In this study, we successfully constructed the full-length mtDNA of P. globosa for the first time. It was a circular genome with a size of 43,585 bp, encoding 19 PCGs, 25 tRNA genes and two rRNA genes. Surprisingly it was found to contain two large-sized repeat regions of 6.7 kb and ∼14.0 kb in length, respectively. The combined length of these two repeat regions accounted for almost half of the entire mtDNA. The length and the repetitive nature of these two repeat regions made it challenging to construct the complete length of full-length mtDNA of P. globosa.
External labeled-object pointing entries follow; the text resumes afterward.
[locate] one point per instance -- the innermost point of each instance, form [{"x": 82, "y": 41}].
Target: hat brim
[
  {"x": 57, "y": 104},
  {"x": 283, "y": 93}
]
Further analysis revealed that the repeat regions consisted of combinations of several of repeat units. To explore the nature of repeat sequences in other P. globosa strains, we have also constructed mtDNAs of four additional P. globosa strains (one from Beibu Gulf, China and three from Vietnam). Comparative analysis revealed that corresponding repeat regions were readily identified in all strains but with different lengths. A homologous repeat unit A was found to be prevalent among all P. globosa strains, but with different numbers of copies and length. In addition to differences in repeats, these mtDNAs also differed in gene structure rearrangement. Another surprising result identified in this project was the plasticity of the repeat regions of the mtDNAs of different P. globosa strains. Thus, repeats may be an important driving force of mtDNA evolution. In addition, the mtDNAs of different P. globosa strains showed variations, suggesting that the mtDNAs can be used as a super molecular marker for distinguishing different strains.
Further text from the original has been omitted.